寝室からアラームの音が聞こえる。直ぐに止まって、何の音もしなくなる。壁掛け時計の針は彼が起きる時間を指していた。

「こうくん、おはよう」

パンを焼きながら声をかけてみても起きる気配がない。眠るのが遅くなってしまったから甘やかしたい気持ちもあったが、要件の内容を考えればそうすることは許されなかった。フライパンに蓋をしてから寝室へ歩く。朝が弱いのはいつまで経っても変わらない。

「こうくん、おはよう」

再度、同じ言葉。数秒してからもぞもぞと布団が動き出す。人ひとり分の空白を残したベッドは僅かに寂しさを含んでおり、心持ち私を待っているように見えてしまう。それは彼の優しさがそうさせているのだと、気づいてからもう何年経つのだろうか。

「んん…今日一限じゃないだろ」
「ボーダーで会議だよ」
「あー………」

既に端で止められているカーテンから漏れる陽の光を避けるように布団の中に潜り込んでいく彼の決して太くはない手首をそっと掴んだ。もう片方の手で布団をゆっくり押し上げていけば、皺が寄るほど目をぎゅっと閉じたこうくんがいる。ふたりでひとつの家に住み始めてから出来上がっていった日常のひとつを口に入れて、咀嚼して。それから味わうことは一緒が良いと彼を揺さぶり起こす。

「…はよ」
「うん、おはよう。ごはんできたよ」
「ん、さんきゅ」

漸く布団から這い出た彼が洗面所へ消えていくのを見守ってからちょうどいい具合に焼けているであろう目玉焼きが待つキッチンへ戻った。蓋を開けて、綺麗に焼きあがったまん丸を見てから、しまった、こうくんは卵焼きの方が好きなんだったとハッとする。せめて今日くらいはいちばん好きで溢れている日にしようと思っていたのに、侵食しきった日常がむず痒くも邪魔をしていた。

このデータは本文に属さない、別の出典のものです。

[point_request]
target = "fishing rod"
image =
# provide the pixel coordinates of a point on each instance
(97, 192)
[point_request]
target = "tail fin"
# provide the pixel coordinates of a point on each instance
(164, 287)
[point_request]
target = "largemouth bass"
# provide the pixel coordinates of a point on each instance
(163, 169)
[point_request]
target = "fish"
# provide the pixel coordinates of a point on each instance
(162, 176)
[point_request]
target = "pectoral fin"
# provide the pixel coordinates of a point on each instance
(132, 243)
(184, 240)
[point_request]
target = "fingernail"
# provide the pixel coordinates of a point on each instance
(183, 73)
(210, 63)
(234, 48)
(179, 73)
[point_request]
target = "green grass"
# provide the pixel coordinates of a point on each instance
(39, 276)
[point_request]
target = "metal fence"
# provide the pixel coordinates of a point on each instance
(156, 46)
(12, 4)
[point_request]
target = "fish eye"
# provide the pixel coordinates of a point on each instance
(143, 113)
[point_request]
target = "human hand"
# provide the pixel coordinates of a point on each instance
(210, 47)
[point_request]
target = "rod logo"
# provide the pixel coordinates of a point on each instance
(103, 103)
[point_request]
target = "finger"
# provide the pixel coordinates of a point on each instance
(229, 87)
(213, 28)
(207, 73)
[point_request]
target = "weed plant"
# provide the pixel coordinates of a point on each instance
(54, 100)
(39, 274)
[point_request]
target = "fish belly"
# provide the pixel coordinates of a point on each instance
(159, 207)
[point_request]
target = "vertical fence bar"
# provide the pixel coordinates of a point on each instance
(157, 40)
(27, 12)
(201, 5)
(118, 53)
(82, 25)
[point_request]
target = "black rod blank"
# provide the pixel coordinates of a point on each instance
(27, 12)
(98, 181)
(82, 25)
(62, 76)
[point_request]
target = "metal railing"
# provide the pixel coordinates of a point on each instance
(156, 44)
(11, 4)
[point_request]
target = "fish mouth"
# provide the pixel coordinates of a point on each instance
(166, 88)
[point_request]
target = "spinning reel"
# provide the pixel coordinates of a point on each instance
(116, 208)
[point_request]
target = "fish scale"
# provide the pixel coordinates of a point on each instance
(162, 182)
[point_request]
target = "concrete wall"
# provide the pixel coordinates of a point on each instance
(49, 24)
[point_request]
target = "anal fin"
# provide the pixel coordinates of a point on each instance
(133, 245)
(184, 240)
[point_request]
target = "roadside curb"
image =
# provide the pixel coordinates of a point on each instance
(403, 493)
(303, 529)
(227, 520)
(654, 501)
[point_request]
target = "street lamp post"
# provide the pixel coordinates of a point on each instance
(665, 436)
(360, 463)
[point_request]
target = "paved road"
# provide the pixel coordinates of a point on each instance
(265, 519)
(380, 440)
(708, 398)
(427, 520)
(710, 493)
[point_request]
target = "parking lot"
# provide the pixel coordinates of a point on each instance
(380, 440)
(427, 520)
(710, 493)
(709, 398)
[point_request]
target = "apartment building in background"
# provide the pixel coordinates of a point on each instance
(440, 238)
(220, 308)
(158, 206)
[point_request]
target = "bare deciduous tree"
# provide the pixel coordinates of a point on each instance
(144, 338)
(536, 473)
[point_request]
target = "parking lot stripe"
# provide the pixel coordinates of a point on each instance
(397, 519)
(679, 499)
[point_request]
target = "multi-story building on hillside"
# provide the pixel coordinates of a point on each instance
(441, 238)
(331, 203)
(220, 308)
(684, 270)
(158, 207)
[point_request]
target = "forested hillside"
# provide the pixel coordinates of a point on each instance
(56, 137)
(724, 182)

今日は世界に幸福が産み落とされてから、二十二回目の日だ。

カレンダーには赤い文字でケーキのイラストが描かれている。その隣に小さく黒いインクでありがとうと書いてある。年末になる度にお互いの誕生日の欄に何かを書き合う癖が抜けない。もっとも、もしも違う世界に生まれて違う生命を与えられていたとしても、この癖はなくなってくれるなとふたりは思い込んでいる。

「うまそう。今日どっち?」
「みかんジュース飲んでもいいよ」
「いや、いいよ。おれお茶〜」
「私もお茶がいいな」

ティーパックでつくられた緑茶がジャグから注がれていくのをしあわせだと名付けたい。跳ねた髪の毛、伸びきった寝巻き、あくびをする薄いくちびる。この部屋では私たち以外息ができないほど窮屈な空気になっている。

「何曜日?」
「月曜日。こうくんは四限からだよ」
「びみょうだなぁ」
「間に合わなかったら私が伝えておくね」

主語がない。これは、いつの日か誰かに言われた言葉。確か、ボーダーの人だった気がする。主語は、もっと言ってしまえば言葉すら、私たちの間では意味を持たなくなることが多い。伝えたいことすべて、きみがしっている。あなたにとって、わたしもそう。

「なまえ」
「うん」
「今日の飯なに?」
「ふふ、なんでしょう」
「うわまじかよ。楽しみにしてる」

毎年のことじゃない。という言葉は胸の奥にしまっておいたが、彼が笑ったので、きっと伝わってしまったのでしょう。
エビフライ、何種類かのコロッケ、手作りのケーキ。今年もなんら変わりのないメニューに、こうくんがいちばん喜ぶことを知っている。

「行きたくねえ〜!」
「途中まで一緒に行く?」
「あー、うーん、あー…そうすっか」

返事をせずに、いただきますの挨拶をした。ふたりで食べるごはんには大事がぎっしり詰まっている。会話は多くない。幸福は過多すぎる程だ。



「行ってきます」
「いってきまーあす」

玄関で靴を履いて、同時に家を出る。ふたりぼっちの家には、表札にひとつ分しか苗字が書かれていない。この苗字で呼ばれることにも、随分慣れてきた。

「んじゃ、終わったら連絡する」
「うん。太刀川さんによろしくね」

間延びした適当な返事に手を振って、ボーダーとは逆方向にある大学を目指す。提携大学に通わないと言いきったこうくんと同じ大学に通いだしてからあっという間にもう四年。冬には卒業を控える年になっていた。苗字を揃えたのは彼の希望。揃えただけで、他にはなんの変わりもない。私とこうくんは、未だ恋人でも夫婦でもない。もちろん友達でも他人でもないのだけれど。

「あ、お花買って帰ろうかな」

今日はきみが、世界でいちばんしあわせで在るべき日だから。